AWS Certified Solutions Architect – Professional SAP-C01 – Question199

With Amazon Elastic MapReduce (Amazon EMR) you can analyze and process vast amounts of data. The cluster is managed using an open-source framework called Hadoop. You have set up an application to run Hadoop jobs. The application reads data from DynamoDB and generates a temporary file of 100 TBs. The whole process runs for 30 minutes and the output of the job is stored to S3.
Which of the below mentioned options is the most cost effective solution in this case?

A.
Use Spot Instances to run Hadoop jobs and configure them with EBS volumes for persistent data storage.
B. Use Spot Instances to run Hadoop jobs and configure them with ethereal storage for output file storage.
C. Use an on demand instance to run Hadoop jobs and configure them with EBS volumes for persistent storage.
D. Use an on demand instance to run Hadoop jobs and configure them with ephemeral storage for output file storage.

Correct Answer: B

Explanation:

Explanation: AWS EC2 Spot Instances allow the user to quote his own price for the EC2 computing capacity.

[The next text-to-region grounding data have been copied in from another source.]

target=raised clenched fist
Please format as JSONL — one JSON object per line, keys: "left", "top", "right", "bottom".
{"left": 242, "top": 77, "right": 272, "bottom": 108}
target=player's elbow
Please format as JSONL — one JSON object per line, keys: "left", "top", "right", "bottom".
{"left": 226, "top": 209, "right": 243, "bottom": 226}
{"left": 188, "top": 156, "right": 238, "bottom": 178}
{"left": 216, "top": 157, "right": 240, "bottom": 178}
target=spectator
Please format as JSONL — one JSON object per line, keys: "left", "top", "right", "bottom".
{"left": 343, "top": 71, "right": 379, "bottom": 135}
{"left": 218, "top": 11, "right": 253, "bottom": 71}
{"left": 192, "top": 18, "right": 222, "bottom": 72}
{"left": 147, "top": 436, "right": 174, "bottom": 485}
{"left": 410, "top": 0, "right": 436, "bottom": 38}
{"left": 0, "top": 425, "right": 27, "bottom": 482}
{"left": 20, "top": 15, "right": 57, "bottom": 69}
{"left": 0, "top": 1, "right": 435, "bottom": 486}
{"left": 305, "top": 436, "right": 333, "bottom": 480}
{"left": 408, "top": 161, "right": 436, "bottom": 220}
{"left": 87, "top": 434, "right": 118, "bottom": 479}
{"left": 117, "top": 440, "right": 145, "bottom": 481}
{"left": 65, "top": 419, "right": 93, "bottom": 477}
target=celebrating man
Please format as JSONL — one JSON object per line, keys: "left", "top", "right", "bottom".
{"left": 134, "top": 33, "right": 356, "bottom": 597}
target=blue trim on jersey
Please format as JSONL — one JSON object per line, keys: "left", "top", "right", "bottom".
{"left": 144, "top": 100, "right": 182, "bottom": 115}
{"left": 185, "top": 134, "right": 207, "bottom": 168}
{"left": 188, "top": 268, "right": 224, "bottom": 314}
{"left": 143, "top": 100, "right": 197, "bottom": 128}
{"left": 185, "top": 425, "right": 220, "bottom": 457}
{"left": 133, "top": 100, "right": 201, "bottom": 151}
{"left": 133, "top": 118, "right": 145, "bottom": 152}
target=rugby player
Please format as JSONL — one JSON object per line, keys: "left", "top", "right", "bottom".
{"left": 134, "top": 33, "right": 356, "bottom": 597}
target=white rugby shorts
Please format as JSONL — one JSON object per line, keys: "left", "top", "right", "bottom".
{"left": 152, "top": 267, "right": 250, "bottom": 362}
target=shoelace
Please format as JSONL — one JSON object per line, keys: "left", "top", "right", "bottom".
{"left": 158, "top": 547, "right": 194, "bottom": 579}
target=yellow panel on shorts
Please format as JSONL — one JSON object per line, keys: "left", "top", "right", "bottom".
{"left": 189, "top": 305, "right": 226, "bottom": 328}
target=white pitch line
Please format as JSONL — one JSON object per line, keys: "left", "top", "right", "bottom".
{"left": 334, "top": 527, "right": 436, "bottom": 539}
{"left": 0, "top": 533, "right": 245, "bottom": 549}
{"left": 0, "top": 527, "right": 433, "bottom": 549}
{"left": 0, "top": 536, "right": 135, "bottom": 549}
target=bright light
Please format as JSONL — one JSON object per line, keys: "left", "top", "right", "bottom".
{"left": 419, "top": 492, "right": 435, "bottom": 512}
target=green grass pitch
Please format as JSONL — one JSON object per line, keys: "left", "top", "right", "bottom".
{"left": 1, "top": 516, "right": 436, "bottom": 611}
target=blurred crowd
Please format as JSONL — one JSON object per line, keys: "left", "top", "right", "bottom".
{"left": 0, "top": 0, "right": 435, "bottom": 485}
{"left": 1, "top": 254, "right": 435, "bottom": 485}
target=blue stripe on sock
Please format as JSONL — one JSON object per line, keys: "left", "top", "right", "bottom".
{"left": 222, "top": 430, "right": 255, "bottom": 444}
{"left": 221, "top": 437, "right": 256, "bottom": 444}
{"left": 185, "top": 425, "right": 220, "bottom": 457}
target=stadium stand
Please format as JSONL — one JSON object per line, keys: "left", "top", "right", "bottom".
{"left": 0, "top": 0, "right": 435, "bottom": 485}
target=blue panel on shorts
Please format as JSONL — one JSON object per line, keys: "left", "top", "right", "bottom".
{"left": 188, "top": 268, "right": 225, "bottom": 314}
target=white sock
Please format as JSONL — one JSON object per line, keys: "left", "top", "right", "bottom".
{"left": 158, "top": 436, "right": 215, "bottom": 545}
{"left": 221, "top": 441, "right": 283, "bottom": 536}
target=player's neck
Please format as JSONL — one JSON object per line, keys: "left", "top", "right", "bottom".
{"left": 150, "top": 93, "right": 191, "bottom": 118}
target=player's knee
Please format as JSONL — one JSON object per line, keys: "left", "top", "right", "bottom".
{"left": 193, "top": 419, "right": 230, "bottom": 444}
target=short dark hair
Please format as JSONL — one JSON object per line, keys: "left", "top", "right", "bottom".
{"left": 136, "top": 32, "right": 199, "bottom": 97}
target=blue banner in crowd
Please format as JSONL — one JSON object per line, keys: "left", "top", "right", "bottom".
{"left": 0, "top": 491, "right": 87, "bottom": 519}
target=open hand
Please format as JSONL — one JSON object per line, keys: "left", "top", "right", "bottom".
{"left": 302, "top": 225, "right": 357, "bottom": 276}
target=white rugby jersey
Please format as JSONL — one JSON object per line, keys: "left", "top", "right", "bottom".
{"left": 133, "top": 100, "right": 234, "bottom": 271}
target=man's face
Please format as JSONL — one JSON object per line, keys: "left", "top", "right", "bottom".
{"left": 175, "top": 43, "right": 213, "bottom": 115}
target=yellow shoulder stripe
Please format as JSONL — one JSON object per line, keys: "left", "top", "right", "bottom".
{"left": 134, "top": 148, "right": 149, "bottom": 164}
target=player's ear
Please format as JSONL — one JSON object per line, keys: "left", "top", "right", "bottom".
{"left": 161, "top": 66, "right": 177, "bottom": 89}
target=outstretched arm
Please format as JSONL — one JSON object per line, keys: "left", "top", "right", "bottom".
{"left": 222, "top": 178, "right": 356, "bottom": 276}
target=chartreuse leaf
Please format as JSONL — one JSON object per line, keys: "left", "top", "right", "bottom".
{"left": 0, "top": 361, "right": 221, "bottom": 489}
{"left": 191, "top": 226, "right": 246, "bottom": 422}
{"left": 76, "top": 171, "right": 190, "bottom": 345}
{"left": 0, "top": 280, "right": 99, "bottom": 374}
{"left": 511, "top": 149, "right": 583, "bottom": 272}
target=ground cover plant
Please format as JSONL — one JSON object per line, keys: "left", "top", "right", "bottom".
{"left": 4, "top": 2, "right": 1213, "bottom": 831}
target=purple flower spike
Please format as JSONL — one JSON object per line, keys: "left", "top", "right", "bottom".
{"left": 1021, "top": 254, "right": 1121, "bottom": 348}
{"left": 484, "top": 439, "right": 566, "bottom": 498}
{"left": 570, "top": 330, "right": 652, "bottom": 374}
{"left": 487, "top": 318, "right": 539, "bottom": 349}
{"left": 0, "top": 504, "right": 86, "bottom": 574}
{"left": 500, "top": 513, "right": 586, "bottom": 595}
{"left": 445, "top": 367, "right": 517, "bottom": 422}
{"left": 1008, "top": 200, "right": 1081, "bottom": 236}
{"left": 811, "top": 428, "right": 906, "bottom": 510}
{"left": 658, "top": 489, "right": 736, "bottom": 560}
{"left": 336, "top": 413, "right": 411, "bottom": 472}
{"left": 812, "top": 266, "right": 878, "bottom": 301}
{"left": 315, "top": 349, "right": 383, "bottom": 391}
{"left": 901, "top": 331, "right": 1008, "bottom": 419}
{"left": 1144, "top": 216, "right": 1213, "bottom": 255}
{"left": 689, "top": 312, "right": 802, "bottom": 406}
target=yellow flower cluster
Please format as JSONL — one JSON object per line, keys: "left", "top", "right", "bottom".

The user can simply bid on the spare Amazon EC2 instances and run them whenever his bid exceeds the current Spot Price. The Spot Instance pricing model complements the On-Demand and Reserved Instance pricing models, providing potentially the most cost-effective option for obtaining compute capacity, depending on the application. The only challenge with a Spot Instance is data persistence as the instance can be terminated whenever the spot price exceeds the bid price. In the current scenario a Hadoop job is a temporary job and does not run for a longer period. It fetches data from a persistent DynamoDB. Thus, even if the instance gets terminated there will be no data loss and the job can be re-run. As the output files are large temporary files, it will be useful to store data on ethereal storage for cost savings.
Reference:
http://aws.amazon.com/ec2/purchasing-options/spot-instances/